B) Peki her şey bu kadar açıkken Merkez Bankası bunu neden yapmıyor?

sadece akp değil... daha önceki hükümetler de neden yapmadı?

fena soru değil. açıklayayım.

dostlar... enflasyonun çözümü basittir. zor olan bu çözümün uygulanması. bunun için tarafsız bir merkez bankası gerekli. tamamen iktisat teorilerine göre hareket eden. tarafsız bir istatistik kurumu, ölçülen kayıt dışı olmayan bir ekonomi gerekli.

1000 birimlik mal var.
10 bin birimlik tl var.
enflasyon =0

ekonomi büyüdü. tüketime bağlı değil, üretime bağlı ekonomi büyüdü. 1000 birimlik değil, 1100 birimlik değer var ülkede. merkez bankası 1000 birimlik tl'yi sisteme kredi yoluyla ilave eder. bu krediyi tüketici değil üretici kullanır. yeni yatırım için.
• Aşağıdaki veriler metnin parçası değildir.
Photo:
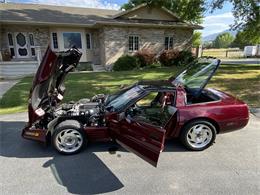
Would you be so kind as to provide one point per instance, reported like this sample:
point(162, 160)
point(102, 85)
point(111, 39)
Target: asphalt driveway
point(230, 166)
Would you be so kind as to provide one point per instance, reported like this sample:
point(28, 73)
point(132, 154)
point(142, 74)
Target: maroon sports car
point(139, 117)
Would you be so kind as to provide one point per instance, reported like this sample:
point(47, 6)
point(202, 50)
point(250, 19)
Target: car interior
point(155, 108)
1100 birimlik değer 11000 birimlik türk lirası olur, enflasyon yine 0 olur. bu basit bir işlem. bunu herkes biliyor. ama yöntemi basit olsa da uygulaması zor. çünkü üretim temelli büyüme uzun vadeli ve yavaştır. halk refah artışını kolaylıkla hissedemez. bu ise oy getirmez. üretim temelli büyümede halkın refahının artması için nüfus artış hızından daha yüksek oranda üretim temelli büyüme olması lazım. türkiye gibi genç nüfusu çok olan ülkelerde bu zordur.
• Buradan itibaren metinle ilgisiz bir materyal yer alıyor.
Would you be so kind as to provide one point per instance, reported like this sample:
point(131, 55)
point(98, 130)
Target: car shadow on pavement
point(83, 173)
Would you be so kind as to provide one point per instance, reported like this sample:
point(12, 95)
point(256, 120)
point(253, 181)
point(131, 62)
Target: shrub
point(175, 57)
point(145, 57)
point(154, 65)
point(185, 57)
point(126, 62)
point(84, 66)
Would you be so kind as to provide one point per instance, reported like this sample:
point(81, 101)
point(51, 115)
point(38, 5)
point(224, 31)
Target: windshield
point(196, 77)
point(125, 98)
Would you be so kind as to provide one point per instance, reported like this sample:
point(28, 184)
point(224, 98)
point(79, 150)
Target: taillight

japonya'da veya avrupa'da enflasyon neden yok?

nüfus artmıyor. ülke yüzde 2-3 büyüyor. zaten ortalama refah yüksek. bu büyüme ilave refah getiriyor. insanlar memnun. siyasi partiler ekonomik popülizm yapmak zorunda kalmıyor. merkez bankasına karışmıyor. iktisat teorilerine uyumlu para politikası, istikrarlı ekonomi.

brezilya, türkiye, arjantin, güney afrika gibi ülkelerde ise durum karışık. nüfus artış hızı yüksek. bu yüzden bir kere avrupa'dan hızlı büyümen lazım. ama nasıl? onlardan daha eğitimli bir halkın yok. ama bir şekilde yaptın bunu, nüfus artışı düştükten sonra kalan üretim temelli büyüme hala oldukça yavaştır.

yüzde 4 büyüdün. ikisi nüfus artışına gitti. geriye yüzde iki kaldı. türk vatandaşının ortalama geliri başlangıçta 5000 dolar diyelim. 1 sene sonra 5100 dolar olur.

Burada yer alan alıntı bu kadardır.